Scarce first edition of John Henry Newman's conversion novel—the early fruit of the Oxford Movement and a landmark of the Catholic Literary Revival—now quite uncommon in a contemporary Victorian binding.
The text is preceded by a brief disclaimer ("the principal characters are imaginary") but the story of Charles Redding, a young Oxford student and his conversion to Roman Catholicism, is plainly based on Newman himself. Newman's autobiographical first novel, like "some of the earlier Catholic novels presented a leisurely, philosophical approach to fiction that interested readers who were steeped in religious discussion and controversy. John Henry Newman's Loss and Gain is the classic example of this type of fiction. Undoubtedly autobiographical, it is a slow moving intellectual novel" (Albert J. Menendez).

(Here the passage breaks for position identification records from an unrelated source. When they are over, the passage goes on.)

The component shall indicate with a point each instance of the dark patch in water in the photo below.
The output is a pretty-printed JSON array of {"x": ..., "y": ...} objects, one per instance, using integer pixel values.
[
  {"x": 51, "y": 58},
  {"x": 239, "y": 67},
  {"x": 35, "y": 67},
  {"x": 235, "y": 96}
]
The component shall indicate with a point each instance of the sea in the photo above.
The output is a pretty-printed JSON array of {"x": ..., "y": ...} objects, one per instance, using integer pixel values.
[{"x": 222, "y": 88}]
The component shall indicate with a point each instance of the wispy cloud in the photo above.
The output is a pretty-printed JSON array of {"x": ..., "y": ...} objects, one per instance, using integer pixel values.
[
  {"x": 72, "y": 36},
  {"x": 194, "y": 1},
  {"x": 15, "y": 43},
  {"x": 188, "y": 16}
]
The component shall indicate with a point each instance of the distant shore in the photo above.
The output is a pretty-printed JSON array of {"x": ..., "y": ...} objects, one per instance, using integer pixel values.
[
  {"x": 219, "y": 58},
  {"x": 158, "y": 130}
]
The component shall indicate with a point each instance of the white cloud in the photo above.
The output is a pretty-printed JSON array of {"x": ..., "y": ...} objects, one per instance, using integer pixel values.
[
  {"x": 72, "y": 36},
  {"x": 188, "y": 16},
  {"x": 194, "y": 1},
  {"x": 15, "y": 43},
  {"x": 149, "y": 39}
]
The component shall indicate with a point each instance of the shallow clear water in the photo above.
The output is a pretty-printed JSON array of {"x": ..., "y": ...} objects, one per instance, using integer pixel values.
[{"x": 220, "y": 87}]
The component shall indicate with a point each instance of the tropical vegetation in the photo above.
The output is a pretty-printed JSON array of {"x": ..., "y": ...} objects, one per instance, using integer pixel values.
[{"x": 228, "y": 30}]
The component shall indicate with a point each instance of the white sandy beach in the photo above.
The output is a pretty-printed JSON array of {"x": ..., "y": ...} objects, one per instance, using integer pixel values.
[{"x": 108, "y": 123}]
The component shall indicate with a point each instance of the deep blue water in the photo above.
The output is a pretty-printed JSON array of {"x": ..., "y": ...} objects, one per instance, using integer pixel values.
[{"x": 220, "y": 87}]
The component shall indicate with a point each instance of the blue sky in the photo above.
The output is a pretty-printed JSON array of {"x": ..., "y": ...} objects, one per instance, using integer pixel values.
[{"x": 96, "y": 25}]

Loss and Gain was a collaboration between Newman and his publisher James Burns, the founder of Burns and Oates and "a man of faith, courage, and even holiness" (Tom Burns). Burns & Oates began in 1836, "as plain James Burns, bookseller and publisher, a respectable High Anglican firm in Portman Square. It ceased to exist as such when James Burns followed his friend Newman into the Catholic Church. In 1847, Newman helped to rebuild the business as a Catholic publishing house, Burns & Oates, with the gift of his novel Loss and Gain" (Tom Burns). "Newman had to take undertake the publication at his own risk" but his gift of the copyright for Loss and Gain paid off: "The work sold enough to warrant a smaller second edition in the same year" (Vincent Blehl) and it went through multiple editions and printings during Newman's lifetime. Burns and Oates prospered as the Catholic Literary Revival crested but, for James Burns "there was no family succession because his only son became a priest (and died while preaching in the Brompton Oratory) and his five daughters became Ursuline nuns" (Tom Burns). Menendez. The Road to Rome: An Annotated Bibliography, 1430; Blehl. John Henry Newman: A Bibliographical Catalogue of His Writings, A50a; Burns. The Use of Memory: Publishing and Further Pursuits.